Nova-Nox-Neural-Network

All images used are created by Rikka Botan.

Flash Technical Report (Japanese)

https://qiita.com/peony_snow/items/8ae4e83b8de5c342ab62

About

N4: Nova-Nox-Neural-Network is a mechanism designed to enhance accuracy by integrating the self-referential capabilities of the Attention mechanism with a simplified version of the selective copying architecture inspired by S6, thereby enabling the acquisition of a more expressive QK matrix.

The architecture employs ASGG: Adaptive Swish-GELU Gating as the activation function within its MLP components, contributing to richer representational capacity.

Furthermore, it utilizes DyT for normalization, which improves computational efficiency.

Key Features

A simplified Selective copying mechanism
ASGG: Adaptive Swish-GELU Gating + MLP
DyT: Dynamic Tanh Normalization

training result

Training Setting
Parameters：127M
(vocab_size=32768, hidden_size=768, inter_size=1536, heads=6, layers=18)
Optimizer: AdamW
(lr=6e-4, betas=(0.9, 0.95), eps=1e-9, weight_decay=1e-1, warmup_steps=2000)
batch size: 8
accumlation: 16
dataset: fineweb (0.5B token, 1 epoch: 976 steps)
max length: 512
dtype: bfloat16

Implementation and License

This repository is official pure pytorch implementation.

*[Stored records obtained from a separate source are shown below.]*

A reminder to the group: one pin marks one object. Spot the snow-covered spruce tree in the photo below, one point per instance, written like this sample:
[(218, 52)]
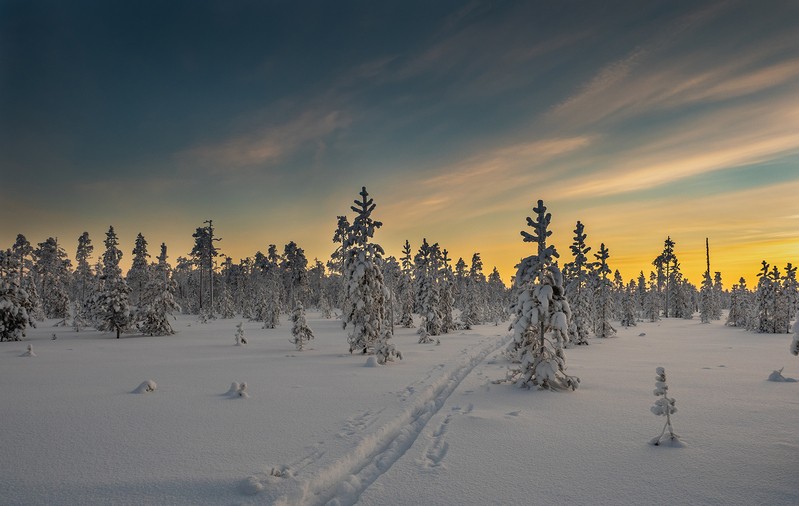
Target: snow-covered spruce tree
[(52, 267), (366, 293), (139, 274), (300, 331), (239, 335), (83, 276), (15, 304), (627, 313), (445, 288), (603, 299), (427, 261), (540, 326), (786, 305), (719, 297), (112, 308), (766, 300), (294, 268), (653, 303), (497, 297), (706, 298), (157, 300), (405, 288), (740, 307), (578, 289), (664, 406)]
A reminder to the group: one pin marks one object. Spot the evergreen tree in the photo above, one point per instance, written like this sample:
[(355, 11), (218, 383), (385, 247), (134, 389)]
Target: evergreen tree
[(497, 297), (113, 310), (405, 288), (83, 271), (787, 301), (446, 286), (157, 301), (541, 322), (52, 267), (577, 288), (15, 303), (21, 251), (604, 300), (366, 293), (663, 264), (627, 314), (300, 331), (664, 406), (766, 300), (138, 275), (740, 306), (427, 262)]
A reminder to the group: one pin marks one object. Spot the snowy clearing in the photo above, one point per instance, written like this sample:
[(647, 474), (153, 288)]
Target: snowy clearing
[(320, 427)]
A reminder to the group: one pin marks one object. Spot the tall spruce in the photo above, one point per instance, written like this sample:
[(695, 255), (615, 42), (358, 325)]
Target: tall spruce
[(113, 309), (366, 293), (540, 326), (578, 273)]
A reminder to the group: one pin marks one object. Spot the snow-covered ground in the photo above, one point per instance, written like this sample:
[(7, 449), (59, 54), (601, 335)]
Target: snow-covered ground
[(431, 429)]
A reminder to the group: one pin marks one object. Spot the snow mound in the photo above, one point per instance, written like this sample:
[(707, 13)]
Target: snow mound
[(251, 485), (668, 442), (778, 377), (146, 387), (237, 390)]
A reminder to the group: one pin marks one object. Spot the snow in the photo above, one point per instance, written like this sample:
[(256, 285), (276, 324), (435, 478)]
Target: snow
[(434, 428)]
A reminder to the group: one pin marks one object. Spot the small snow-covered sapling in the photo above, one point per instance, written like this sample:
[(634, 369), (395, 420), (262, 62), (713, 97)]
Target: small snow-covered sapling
[(240, 339), (664, 406)]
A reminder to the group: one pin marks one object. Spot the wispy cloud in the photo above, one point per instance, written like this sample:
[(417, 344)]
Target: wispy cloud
[(268, 144)]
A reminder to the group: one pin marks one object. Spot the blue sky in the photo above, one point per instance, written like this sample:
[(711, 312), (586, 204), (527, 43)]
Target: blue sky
[(642, 119)]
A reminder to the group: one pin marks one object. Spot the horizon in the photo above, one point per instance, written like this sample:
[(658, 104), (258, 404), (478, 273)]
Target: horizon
[(641, 120)]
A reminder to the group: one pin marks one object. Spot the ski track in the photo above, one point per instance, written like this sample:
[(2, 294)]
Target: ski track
[(342, 482)]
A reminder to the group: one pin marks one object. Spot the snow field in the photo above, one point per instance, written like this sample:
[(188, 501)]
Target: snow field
[(320, 428)]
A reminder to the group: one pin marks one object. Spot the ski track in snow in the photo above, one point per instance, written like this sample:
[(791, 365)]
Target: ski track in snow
[(342, 482)]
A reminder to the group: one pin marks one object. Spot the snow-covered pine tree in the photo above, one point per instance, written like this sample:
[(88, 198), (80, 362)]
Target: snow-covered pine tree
[(603, 300), (52, 267), (294, 267), (740, 307), (627, 313), (239, 335), (718, 297), (366, 293), (139, 272), (497, 297), (706, 298), (653, 303), (541, 321), (15, 303), (663, 264), (113, 310), (765, 300), (83, 277), (786, 301), (157, 300), (427, 262), (405, 288), (664, 406), (446, 286), (300, 331), (578, 289)]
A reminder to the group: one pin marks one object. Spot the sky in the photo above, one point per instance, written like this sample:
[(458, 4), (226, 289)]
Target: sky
[(641, 119)]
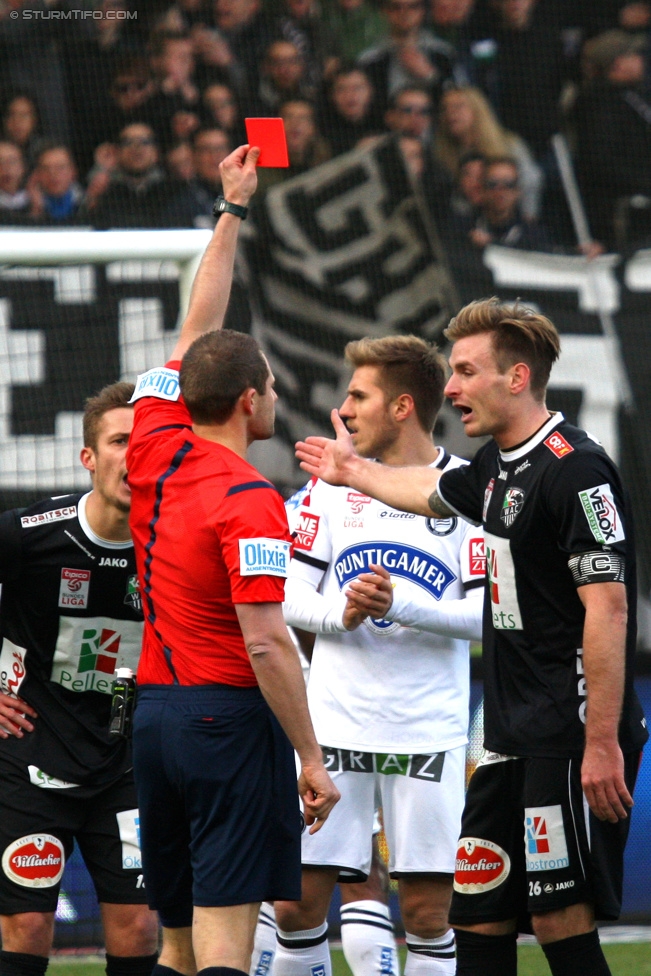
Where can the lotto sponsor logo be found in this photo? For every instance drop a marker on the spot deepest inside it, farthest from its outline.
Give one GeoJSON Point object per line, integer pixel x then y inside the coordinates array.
{"type": "Point", "coordinates": [602, 514]}
{"type": "Point", "coordinates": [160, 382]}
{"type": "Point", "coordinates": [480, 866]}
{"type": "Point", "coordinates": [56, 515]}
{"type": "Point", "coordinates": [306, 530]}
{"type": "Point", "coordinates": [264, 557]}
{"type": "Point", "coordinates": [558, 445]}
{"type": "Point", "coordinates": [406, 562]}
{"type": "Point", "coordinates": [477, 557]}
{"type": "Point", "coordinates": [99, 650]}
{"type": "Point", "coordinates": [34, 861]}
{"type": "Point", "coordinates": [74, 588]}
{"type": "Point", "coordinates": [544, 835]}
{"type": "Point", "coordinates": [357, 501]}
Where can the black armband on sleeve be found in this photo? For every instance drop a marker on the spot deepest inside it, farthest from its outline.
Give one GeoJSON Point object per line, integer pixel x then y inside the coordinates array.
{"type": "Point", "coordinates": [597, 567]}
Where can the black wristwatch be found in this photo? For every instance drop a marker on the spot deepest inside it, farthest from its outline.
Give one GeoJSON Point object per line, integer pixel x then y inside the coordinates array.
{"type": "Point", "coordinates": [221, 206]}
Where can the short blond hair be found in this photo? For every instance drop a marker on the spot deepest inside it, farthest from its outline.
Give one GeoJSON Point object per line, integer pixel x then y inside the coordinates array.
{"type": "Point", "coordinates": [519, 335]}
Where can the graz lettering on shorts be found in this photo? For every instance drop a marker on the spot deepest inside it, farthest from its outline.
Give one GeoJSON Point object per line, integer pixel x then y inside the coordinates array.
{"type": "Point", "coordinates": [601, 512]}
{"type": "Point", "coordinates": [480, 866]}
{"type": "Point", "coordinates": [264, 557]}
{"type": "Point", "coordinates": [56, 515]}
{"type": "Point", "coordinates": [159, 382]}
{"type": "Point", "coordinates": [544, 838]}
{"type": "Point", "coordinates": [401, 560]}
{"type": "Point", "coordinates": [428, 767]}
{"type": "Point", "coordinates": [34, 861]}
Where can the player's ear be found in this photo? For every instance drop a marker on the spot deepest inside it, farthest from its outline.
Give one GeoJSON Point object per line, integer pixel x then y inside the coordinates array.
{"type": "Point", "coordinates": [87, 458]}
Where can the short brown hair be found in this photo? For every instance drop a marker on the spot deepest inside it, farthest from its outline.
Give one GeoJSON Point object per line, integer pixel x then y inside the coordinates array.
{"type": "Point", "coordinates": [216, 370]}
{"type": "Point", "coordinates": [408, 365]}
{"type": "Point", "coordinates": [519, 335]}
{"type": "Point", "coordinates": [109, 398]}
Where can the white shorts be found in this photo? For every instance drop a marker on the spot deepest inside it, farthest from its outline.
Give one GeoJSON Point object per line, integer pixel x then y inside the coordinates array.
{"type": "Point", "coordinates": [421, 799]}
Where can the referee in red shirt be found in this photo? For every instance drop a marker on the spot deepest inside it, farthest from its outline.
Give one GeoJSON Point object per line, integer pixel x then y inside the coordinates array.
{"type": "Point", "coordinates": [221, 698]}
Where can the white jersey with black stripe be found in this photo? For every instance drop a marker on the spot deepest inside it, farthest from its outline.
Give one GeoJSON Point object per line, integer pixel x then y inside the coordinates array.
{"type": "Point", "coordinates": [383, 687]}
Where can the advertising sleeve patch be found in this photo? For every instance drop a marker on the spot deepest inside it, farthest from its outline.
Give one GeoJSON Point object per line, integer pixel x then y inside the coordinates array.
{"type": "Point", "coordinates": [601, 512]}
{"type": "Point", "coordinates": [264, 557]}
{"type": "Point", "coordinates": [480, 866]}
{"type": "Point", "coordinates": [34, 861]}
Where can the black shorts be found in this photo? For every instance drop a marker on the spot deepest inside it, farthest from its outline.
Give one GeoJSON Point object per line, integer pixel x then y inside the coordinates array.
{"type": "Point", "coordinates": [529, 843]}
{"type": "Point", "coordinates": [220, 818]}
{"type": "Point", "coordinates": [38, 827]}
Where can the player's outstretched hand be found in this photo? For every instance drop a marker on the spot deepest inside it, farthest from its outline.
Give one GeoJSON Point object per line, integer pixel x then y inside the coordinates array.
{"type": "Point", "coordinates": [370, 595]}
{"type": "Point", "coordinates": [14, 716]}
{"type": "Point", "coordinates": [318, 793]}
{"type": "Point", "coordinates": [332, 461]}
{"type": "Point", "coordinates": [239, 176]}
{"type": "Point", "coordinates": [602, 779]}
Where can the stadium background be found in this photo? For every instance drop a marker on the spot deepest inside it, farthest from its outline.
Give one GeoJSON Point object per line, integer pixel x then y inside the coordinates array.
{"type": "Point", "coordinates": [357, 244]}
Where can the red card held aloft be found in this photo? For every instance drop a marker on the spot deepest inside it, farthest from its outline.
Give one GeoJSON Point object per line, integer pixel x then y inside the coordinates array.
{"type": "Point", "coordinates": [269, 135]}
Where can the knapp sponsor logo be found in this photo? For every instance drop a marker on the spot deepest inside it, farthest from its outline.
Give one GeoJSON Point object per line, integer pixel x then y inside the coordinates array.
{"type": "Point", "coordinates": [160, 382]}
{"type": "Point", "coordinates": [306, 530]}
{"type": "Point", "coordinates": [34, 861]}
{"type": "Point", "coordinates": [407, 562]}
{"type": "Point", "coordinates": [73, 589]}
{"type": "Point", "coordinates": [56, 515]}
{"type": "Point", "coordinates": [558, 445]}
{"type": "Point", "coordinates": [602, 515]}
{"type": "Point", "coordinates": [480, 866]}
{"type": "Point", "coordinates": [264, 557]}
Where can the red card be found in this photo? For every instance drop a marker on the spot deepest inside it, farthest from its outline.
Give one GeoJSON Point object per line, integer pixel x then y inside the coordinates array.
{"type": "Point", "coordinates": [269, 135]}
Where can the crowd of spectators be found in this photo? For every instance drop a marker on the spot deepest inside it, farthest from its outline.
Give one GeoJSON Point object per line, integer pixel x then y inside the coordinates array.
{"type": "Point", "coordinates": [120, 119]}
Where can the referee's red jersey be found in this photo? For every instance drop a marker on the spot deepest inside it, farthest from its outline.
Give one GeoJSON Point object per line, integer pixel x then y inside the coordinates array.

Licensed under "MIT License".

Commercial use permitted

How to use

Clone the repository

git clone https://github.com/Rikka-Botan/Nova-Nox-Neural-Network.git

Import necessary libraries

import torch
from torch import nn
import torch.nn.functional as F
from model.N4_modeling import N4C

Model create

"""
Args:
hidden_size: int - model hidden size,
inter_size: int - model mlp intermediate size,
vocab_size : int - tokenizer vocab num,
heads: int - heads num,
layers: int - N4D(Decoder) layers num
"""

hidden_size = 768
intermediate_size = 3072
vocab_size = 32064
heads = 6
layers = 6

model = N4C(
  hidden_size,
  intermediate_size,
  vocab_size,
  heads,
  layers
)
output = model(tokenized_text)

How to Train

training code

from torch.optim import AdamW

optimizer = AdamW(
  model.parameters(),
  lr=6.0e-4,
  betas=(0.9, 0.95),
  eps=1e-8,
  weight_decay=1e-1
)

for batch in dataloader:
  optimizer.zero_grad()
  batch = batch.to(device)
  loss = model.to(device)(input=batch, labels=batch)[1]
  loss.backward()
  optimizer.step()

How to inference

inference code

# N4: Nova Nox Neural Network inference
# coding=utf-8
# Copyright 2025 Rikka Botan. All rights reserved
# Licensed under the "MIT License"

import torch
from transformers import AutoTokenizer
import os
from model.n4_modeling import N4C

model_name = "mistralai/Mistral-7B-v0.3"
tokenizer = AutoTokenizer.from_pretrained(model_name)
cwd=os.path.abspath('your model path')
model = N4C(
    vocab_size=32768,
    hidden_size=768,
    inter_size=1536,
    heads=6,
    layers=18,
    bias=False
)
state_dict = torch.load(os.path.join(cwd, 'N4_test_model.bin'), weights_only=True)
model.load_state_dict(state_dict, strict=False)
model = model.to('cpu')
model.eval()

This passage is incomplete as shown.